Liman: Anayasa Mahkemesi’nin esastan iptal kararına karşın, sözleşme süresi dolan liman işletme hakları, 49 yıllığına uzatılacak.

OHAL: OHALİİK dosyaları ilgili kurumlara aktarılarak OHAL örtülü biçimde sürdürülecek.

-Sendika: Toplu sözleşme üzerinden kamu görevlileri sendikaları arasında ayrımcılık derinleştirilecek

Bütçe: Kaynağı ve harcama kalemleri meçhul 200 milyarlık borçlanma yasası, geçmişe yürütülecek.

S. 2: ANAYASA DIŞILIK

  • Anayasa bütününde çok sayıda emredici ve yasaklayıcı hükmün ihlali olarak,
    hukuk dışı uygulamalar süreklilik kazandı.

Öncü Saray; ancak TBMM de, AKP-MHP’nin talimat algısıyla Anayasa’ya açıkça aykırı yasaları oylayabiliyor.

Siyasal nitelikli yargı kararları,
Saray güdümündeki savcı ve yargıçların,
adil yargı adına yüz kızartıcı iddianame ve kararlara imza atmaları yetmiyormuş gibi,
bunlara açıklamalar da eklendi.

İBB Başkanı Sn.
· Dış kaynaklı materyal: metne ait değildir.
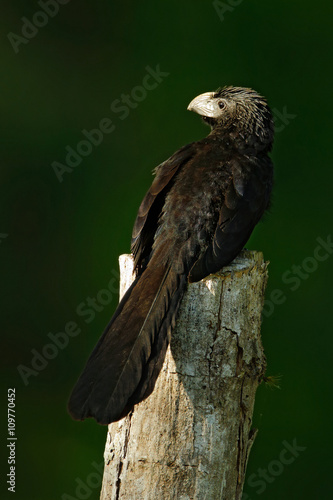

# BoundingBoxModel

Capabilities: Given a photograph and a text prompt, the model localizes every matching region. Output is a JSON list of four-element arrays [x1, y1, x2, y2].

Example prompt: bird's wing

E. İmamoğlu kararı ve YSK Başkanı’nın ihsas-ı rey oluşturan açıklaması, seçilmişlere yönelik Saray operasyonlarının son örneği.

S. 3: ANAYASA DEĞİŞİKLİĞİ

Gol atmaya benzetilen Anayasa değişikliği konu, zaman, ortam ve koşullar bakımından anayasacılık sürecine tamamen (tümüyle) yabancı olup, bir cinsiyetin ‘saç teli’ne ve ‘aile tanımı’na indirgendi.

Bu fırsatçı girişim de seçim sandığına endeksli: Demokratik muhalefeti (CHP, HDP, İYİ P. vd.) ve seçilmiş temsilcilerinin çoğunu hapishanelere doldurduğu Kürt seçmenlerin oylarını parçalamak.

Değinilen her sorun, ayrı yazıların konusunu oluşturacak nitelikte.

  • Özetle; seçim güvenliği, sandık ve oy günü ile sınırlı değil; seçim yolu, sürekli tuzaklarla bezeli.

Hepsi, siyasal iktidarın el değiştirmesini önlemeye yönelik.

Bu nedenle,

Mesele para ise, gerisi teferruat, iktidar bekası ise, gerisi tufan’! zihniyetine karşı,

  • Mesele vatan ise, gerisi teferruat’ anlayışına yaraşır yol ve yöntem üzerine yoğunlaşma zamanı.